Figure 5.

Cumulative effects of repetitive EA treatments on the expression of PAR-2, CGRP and c-Fos in the spinal cord of the goats. (a) Western blotting of PAR-2, CGRP and c-Fos in the spinal cord of the goats. All electrophoresis was performed under the same condition. The immuno-detected protein bands, appeared on a horseradish peroxidase substrate (Millipore, Billerica, MA, USA), were visualized using the ImageQuant LAS 4,000 min CCD camera (GE Healthcare, Piscataway Township, NJ, USA). The bands were analysed using a Quantity One software (Bio-Rad), and the result is expressed as the immunoreactivity ratio of the target gene to β-actin. Insets show a representative band of the proteins expressed in all groups. Full-length blots are presented in Supplementary Fig.
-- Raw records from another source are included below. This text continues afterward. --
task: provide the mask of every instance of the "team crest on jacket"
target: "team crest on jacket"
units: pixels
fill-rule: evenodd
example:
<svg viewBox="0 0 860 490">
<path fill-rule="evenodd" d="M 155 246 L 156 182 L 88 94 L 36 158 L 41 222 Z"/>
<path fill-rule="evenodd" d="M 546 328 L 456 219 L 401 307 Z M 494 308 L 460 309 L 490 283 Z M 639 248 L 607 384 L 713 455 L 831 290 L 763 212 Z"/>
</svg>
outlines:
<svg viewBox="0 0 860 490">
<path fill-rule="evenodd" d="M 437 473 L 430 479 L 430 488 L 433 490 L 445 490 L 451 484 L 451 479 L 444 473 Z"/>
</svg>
S1. Data were normalized against β-actin and expressed as the mean ± SD, n = 6. Semi-quantitative analysis of (b) PAR-2 expressions; P = 0.000, VH/Sham-A group versus Control group; P = 0.000, VH group versus Sham-A group; P = 0.000, VH group versus EA group [F (3, 20) = 1,040.60, P = 0.000]. (c) CGRP expressions; P = 0.000, VH/Sham-A group versus Control group; P = 0.000, VH group versus Sham A group; P = 0.000, VH group versus EA group [F (3, 20) = 1819.47, P = 0.000]. (d) c-Fos expressions; P = 0.000, Sham-A or VH or EA group versus Control group; P = .000, VH group versus Sham-A group; P = 0.000, EA group versus VH group [F (3, 20) = 223.53, P = 0.000]. **P < 0.01, VH/Sham-A/EA group versus Control group; ⁺⁺P < 0.01, VH/EA group versus Sham-A group; ^##P < 0.01, VH group versus EA group. One-way ANOVA followed by Bonferroni’s post-hoc test.